Here is what is true. Martin Luther King, Jr. was not a Republican. He wasn’t a Democrat either. Now, that is a surprise. I would have sworn he was a Democrat, because he represents so many of the Democrat values.

King kept himself separate from politics more or less, and he never publicly endorsed a politician of any party. In an interview he gave in 1958, King said:

‘I don’t think the Republican party is a party full of the almighty God nor is the Democratic party. They both have weaknesses … And I’m not inextricably bound to either party.’

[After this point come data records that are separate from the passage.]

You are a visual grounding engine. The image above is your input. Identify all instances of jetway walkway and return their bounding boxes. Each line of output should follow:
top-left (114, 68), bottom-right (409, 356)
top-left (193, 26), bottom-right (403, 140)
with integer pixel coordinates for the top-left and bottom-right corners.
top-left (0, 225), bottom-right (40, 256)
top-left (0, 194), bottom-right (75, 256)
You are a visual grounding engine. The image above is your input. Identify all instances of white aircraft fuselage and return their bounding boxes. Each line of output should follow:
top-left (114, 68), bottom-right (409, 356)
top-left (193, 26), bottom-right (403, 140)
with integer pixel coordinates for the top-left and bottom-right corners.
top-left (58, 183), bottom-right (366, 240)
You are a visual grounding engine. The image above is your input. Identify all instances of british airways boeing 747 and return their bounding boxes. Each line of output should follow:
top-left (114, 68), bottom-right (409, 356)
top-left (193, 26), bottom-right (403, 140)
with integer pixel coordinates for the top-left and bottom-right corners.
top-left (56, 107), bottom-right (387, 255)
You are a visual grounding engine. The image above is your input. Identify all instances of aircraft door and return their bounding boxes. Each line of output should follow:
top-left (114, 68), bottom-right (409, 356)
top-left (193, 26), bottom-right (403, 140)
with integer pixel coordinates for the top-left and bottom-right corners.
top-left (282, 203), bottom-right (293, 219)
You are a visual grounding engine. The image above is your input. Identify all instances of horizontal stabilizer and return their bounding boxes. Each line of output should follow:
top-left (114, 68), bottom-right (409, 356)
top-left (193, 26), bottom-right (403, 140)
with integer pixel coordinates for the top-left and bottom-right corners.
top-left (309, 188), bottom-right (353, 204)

In King’s autobiography, he commented on the Republican party. In Chapter 23, he writes about the 1964 Republican National Convention:

‘The Republican Party geared its appeal and program to racism, reaction, and extremism. All people of goodwill viewed with alarm and concern the frenzied wedding at the Cow Palace of the KKK with the radical right. The “best man” at this ceremony was a senator whose voting record, philosophy, and program were anathema to all the hard-won achievements of the past decade.’

Senator Goldwater was not a racist, but he couldn’t get his head around poverty, and he probably didn’t try. His beliefs were more supportive of the racist. At a moment in time where people were so concerned about civil rights, Goldwater was clearly out of step.

His candidacy for president and belief system supported extremists of all flavors. Goldwater wrapped himself in the American flag.

Due to this, King spoke out publicly about Goldwater:

‘I had no alternative but to urge every Negro and white person of goodwill to vote against Mr. Goldwater and to withdraw support from any Republican candidate that did not publicly disassociate himself from Senator Goldwater and his philosophy.’

To prevent racist Goldwater from winning the elections, King did criss-cross the country, stumping for Lyndon B. Johnson in 1964. Biographer Nick Kotz said that King was “maintaining only a thin veneer of bipartisanship.”

When Johnson won, King called Johnson’s win a “great victory for the forces of progress and a defeat for the forces of retrogress.”

King also spoke about Ronald Reagan, the hero of today’s Republicans:

‘When a Hollywood performer, lacking distinction even as an actor can become a leading war hawk candidate for the Presidency, only the irrationality induced by a war psychosis can explain such a melancholy turn of events.’

Dave Garrow’s biography of King won a Pulitzer Prize. He said that “It’s simply incorrect to call Dr. King a Republican.”

However, Garrow said that King did hold some Republicans in high regard, including Richard Nixon and Nelson Rockefeller, and he did not hesitate to criticize Johnson’s escalation of the Vietnam War.

King’s son Martin Luther King III said this about his father in 2008::

‘It is disingenuous to imply that my father was a Republican. He never endorsed any presidential candidate, and there is certainly no evidence that he ever even voted for a Republican.’

Garrow maintained that he had little, if any, doubt that King voted for Kennedy in 1960 and Johnson in 1964.